Llamé por teléfono a Roma –tal como lo recomendaba el Pio Latinoamericano– para informar los datos del vuelo. Cuando llegué al aeropuerto de Roma oí que lo llamaban Leonardo Da Vinci y me habían dicho que se llamaba Fiumicino; luego supe que este es el nombre del lugar donde está ubicado el aeropuerto.
Ha de saberse que después de lo que pasé en Bogotá, los aeropuertos me asustaban. Esto se lo conté a una pareja de esposos jóvenes que iban a mi lado en el avión. Y al ver luego mi preocupación por el nombre del aeropuerto, me dijeron que habíamos llegado a otra ciudad, no a Roma; pero la tremenda risa no dejó duda de que me estaban jugando una buena broma. (Mi temor fue alimentado en este mismo aeropuerto de Roma, en mi primera visita ad limina, el año 1999: estaba totalmente desprevenido cuando alguien me dio un empujón por detrás y caí a buena distancia. Me dio rabia, y cuando pude ver, era una fornida mujer policía la que lo había hecho y su cara no era de pedir excusa. Entonces supe que quería simplemente alejarme de una maleta que suponía abandonada en medio del aeropuerto, en el mismo lugar donde una maleta-bomba había matado anteriormente a varias personas).

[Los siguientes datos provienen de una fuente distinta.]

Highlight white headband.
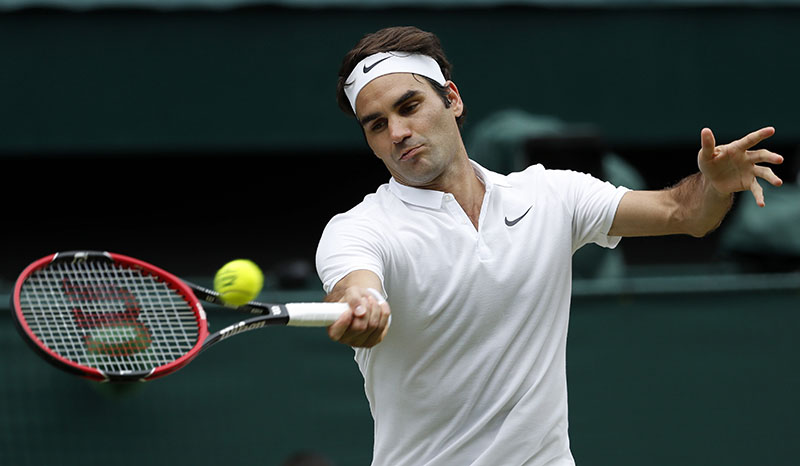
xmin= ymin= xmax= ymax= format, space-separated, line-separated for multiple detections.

Caminé en el aeropuerto por todos lados, mostrándome, con mis atuendos eclesiásticos, para que me vieran los del Pio Latinoamericano que quedaron de recogerme. Finalmente tuve que tomar un taxi que fue a dar conmigo a la Via Aurelia Nuova. Y la mía era la Antica.
Después de llegar al Pio Latinoamericano supe que el Padre Caycedo y otros estuvieron esperándome en el aeropuerto y no me encontraron.
Llegué a Roma en agosto y el calor era más fuerte que el nuestro. De hecho, a los pocos días cayó la granizada más grande que he visto (gràndine, llaman los italianos al granizo, y es femenino), y nos quedamos sin energía eléctrica. Por la noche, alguien me preguntó si no había llevado linterna, y le dije que no pensaba que en el primer mundo se necesitara eso. No tuvieron más que reírse.
Casi en seguida tuvimos un pequeño retiro espiritual (más adelante nos daría un retiro el P. Juan Esquerda Bifet); y de inmediato comenzamos el curso de italiano (un mes). Creo que me ayudó bastante en esto el estudio del latín en el Seminario menor. Adriana era el nombre de la profesora de este curso de italiano.